Downtown today: Powell's to buy kradical's novel Leverage: The Zoo Job, the central library to get another book -- and get wifi at various places because I have an iPad and I need not to be afraid to use it *grins* -- and then Kenny & Zukes, because matzoh ball soup needed to get into me. I should have it more, and hey, I had a chance to have it. Now it's digesting.
While I was waiting for it, I read at a counter. Then an actor I recognized came in, and stopped at the to-go counter in front of me. The actor is a cast member from Grimm, a fantasy-procedural that I've been enjoying and which shoots in Portland.

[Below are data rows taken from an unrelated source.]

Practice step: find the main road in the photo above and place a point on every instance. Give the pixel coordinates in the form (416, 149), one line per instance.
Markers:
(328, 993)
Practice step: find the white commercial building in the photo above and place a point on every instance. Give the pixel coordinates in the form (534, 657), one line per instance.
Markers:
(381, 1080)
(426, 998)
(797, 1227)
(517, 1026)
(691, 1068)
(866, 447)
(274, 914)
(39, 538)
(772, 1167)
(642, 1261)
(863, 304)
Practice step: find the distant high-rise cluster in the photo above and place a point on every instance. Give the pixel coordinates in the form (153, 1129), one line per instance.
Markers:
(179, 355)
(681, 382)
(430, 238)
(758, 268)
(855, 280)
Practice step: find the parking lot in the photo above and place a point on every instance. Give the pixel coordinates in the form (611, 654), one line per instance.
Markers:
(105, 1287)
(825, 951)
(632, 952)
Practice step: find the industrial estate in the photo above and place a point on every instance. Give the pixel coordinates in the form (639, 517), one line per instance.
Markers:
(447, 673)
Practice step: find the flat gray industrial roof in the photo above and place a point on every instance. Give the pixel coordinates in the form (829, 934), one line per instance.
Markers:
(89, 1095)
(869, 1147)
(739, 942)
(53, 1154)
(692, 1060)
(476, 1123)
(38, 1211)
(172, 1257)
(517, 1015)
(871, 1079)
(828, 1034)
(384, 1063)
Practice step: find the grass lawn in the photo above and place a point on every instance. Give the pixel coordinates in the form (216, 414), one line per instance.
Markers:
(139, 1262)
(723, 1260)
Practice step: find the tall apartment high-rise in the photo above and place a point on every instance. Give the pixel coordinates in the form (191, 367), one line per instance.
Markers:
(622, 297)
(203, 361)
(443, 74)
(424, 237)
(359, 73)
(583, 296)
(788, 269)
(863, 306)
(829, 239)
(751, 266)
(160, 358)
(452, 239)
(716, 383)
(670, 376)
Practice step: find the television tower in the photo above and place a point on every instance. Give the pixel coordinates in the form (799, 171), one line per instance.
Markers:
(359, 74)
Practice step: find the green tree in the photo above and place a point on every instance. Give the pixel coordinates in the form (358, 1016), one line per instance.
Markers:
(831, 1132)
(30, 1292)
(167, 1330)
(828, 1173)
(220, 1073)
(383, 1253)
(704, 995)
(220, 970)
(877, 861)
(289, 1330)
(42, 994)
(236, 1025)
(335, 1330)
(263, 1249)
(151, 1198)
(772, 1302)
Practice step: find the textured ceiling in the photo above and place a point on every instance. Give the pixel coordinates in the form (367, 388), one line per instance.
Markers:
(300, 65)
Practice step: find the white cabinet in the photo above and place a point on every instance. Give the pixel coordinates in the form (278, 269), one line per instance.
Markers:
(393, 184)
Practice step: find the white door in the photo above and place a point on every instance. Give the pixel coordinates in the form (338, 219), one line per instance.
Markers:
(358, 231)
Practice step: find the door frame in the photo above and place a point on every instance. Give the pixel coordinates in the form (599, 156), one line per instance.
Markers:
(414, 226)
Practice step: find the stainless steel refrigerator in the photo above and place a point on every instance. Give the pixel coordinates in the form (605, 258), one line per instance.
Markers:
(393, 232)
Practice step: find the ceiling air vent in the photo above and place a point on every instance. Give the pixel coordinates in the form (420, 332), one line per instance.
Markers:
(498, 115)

GOSSIP WILL NOT COMMENCE HERE. And even if something gossip-worthy had happened at Kenny & Zukes, I like to think I wouldn't blog about it, because: I don't want to be the Make A Big Deal Person.
My God! A person needs food! And is getting it from a food provider! And, when he isn't eating, gets in front of cameras and does a job that, of course, just happens to be seen by large numbers of people all over the country. The cast of Grimm has earned its reputation about being open and friendly to fans, viewers and people in general -- I know people who vouch for them being good people -- but I didn't want to test that. I worried I'd be obnoxious about it. I got (and get, present tense) worried I'd make it All About Me, as I keep worrying I'd do. "Hey! I'm someone you don't know who sees you! Trust me, not in a creepy way or anything!" Or "Whooooooa! You have such a cool job and it's so cool you do it here!" I keep in mind that a job is a job is a job. Beyond that, would I have anything to say to the person? Probably, actually, because you can always find ways to connect to others. I did that (when I could) at my newspaper reporter job: try to be ready to talk to anyone about anything, sometimes with very little prep. But a star of almost anything on television gets those encounters all. The. Time. And doesn't necessarily want to be meeting and greeting the world. I know I wouldn't.
He did meet with a couple of people at the to-go counter. Then he got his food and got going, and now I feel like I'm gossiping just saying that, even though it's as basic as "Someone was somewhere and then somewhere else." If I started telling a story about him beyond that, you should be suspect. Maybe I'm making something up. Maybe I'm extrapolating from limited info. Maybe, somehow, I wouldn't be fair, in my need to have An Anecdote so I can tell A Story.
So this is a journal entry about almost nothing, because more than that is not my story to tell. This journal should be about my story.
I do feel OK about telling this other anecdote: I didn't say hi to someone once. Another actor, someone else you'd likely recognize, and the actor was sitting in front of the hotel where I'd stayed for San Diego ComicCon. Maybe where he'd stayed, too. It was at convention's end, and he looked tired. I thought "I could say hi -- but I'm really tired, and considering he was probably far busier, he's probably exhausted. Better not to say hi." Discretion. Apparently it has something to do with valor, I've heard. And whoa, this sounds self-congratulatory: "I didn't make an ass of myself! Go me!"
Seems like a good default, not to be an ass. And to let people get on with living their lives and doing their jobs.
My geeking out: I indeed CAN hold it in check when I should!